Ratan Aakrosh, Olson Thomas L, Loughran Thomas P, Miller Webb
Center for Comparative Genomics and Bioinformatics, Pennsylvania State University, 506, Wartik Laboratory, University Park, PA, 16802, USA.
Department of Public Health Sciences and Center for Public Health Genomics, University of Virginia, Charlottesville, VA, 22908, USA.
BMC Bioinformatics. 2015 Feb 13;16(1):42. doi: 10.1186/s12859-015-0483-6.
The discovery and mapping of genomic variants is an essential step in most analysis done using sequencing reads. There are a number of mature software packages and associated pipelines that can identify single nucleotide polymorphisms (SNPs) with a high degree of concordance. However, the same cannot be said for tools that are used to identify the other types of variants. Indels represent the second most frequent class of variants in the human genome, after single nucleotide polymorphisms. The reliable detection of indels is still a challenging problem, especially for variants that are longer than a few bases.
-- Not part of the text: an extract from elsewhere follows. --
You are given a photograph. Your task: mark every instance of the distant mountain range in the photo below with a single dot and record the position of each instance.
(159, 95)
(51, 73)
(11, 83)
We have developed a set of algorithms and heuristics collectively called indelMINER to identify indels from whole genome resequencing datasets using paired-end reads. indelMINER uses a split-read approach to identify the precise breakpoints for indels of size less than a user specified threshold, and supplements that with a paired-end approach to identify larger variants that are frequently missed with the split-read approach. We use simulated and real datasets to show that an implementation of the algorithm performs favorably when compared to several existing tools.
indelMINER can be used effectively to identify indels in whole-genome resequencing projects. The output is provided in the VCF format along with additional information about the variant, including information about its presence or absence in another sample. The source code and documentation for indelMINER can be freely downloaded from www.bx.psu.edu/miller_lab/indelMINER.tar.gz .
基因组变异的发现与定位是大多数基于测序 reads 进行的分析中的关键步骤。有许多成熟的软件包及相关流程能够高度一致地识别单核苷酸多态性(SNP)。然而,用于识别其他类型变异的工具却并非如此。插入缺失(Indel)是人类基因组中仅次于单核苷酸多态性的第二大常见变异类型。可靠地检测插入缺失仍然是一个具有挑战性的问题,尤其是对于长度超过几个碱基的变异。
我们开发了一组统称为 indelMINER 的算法和启发式方法,用于使用双末端 reads 从全基因组重测序数据集中识别插入缺失。indelMINER 使用分裂 reads 方法来识别大小小于用户指定阈值的插入缺失的精确断点,并辅以双末端方法来识别分裂 reads 方法经常遗漏的较大变异。我们使用模拟和真实数据集表明,与几个现有工具相比,该算法的实现表现良好。
indelMINER 可有效地用于全基因组重测序项目中识别插入缺失。输出以 VCF 格式提供,并附带有关变异的其他信息,包括其在另一个样本中是否存在的信息。indelMINER 的源代码和文档可从 www.bx.psu.edu/miller_lab/indelMINER.tar.gz 免费下载。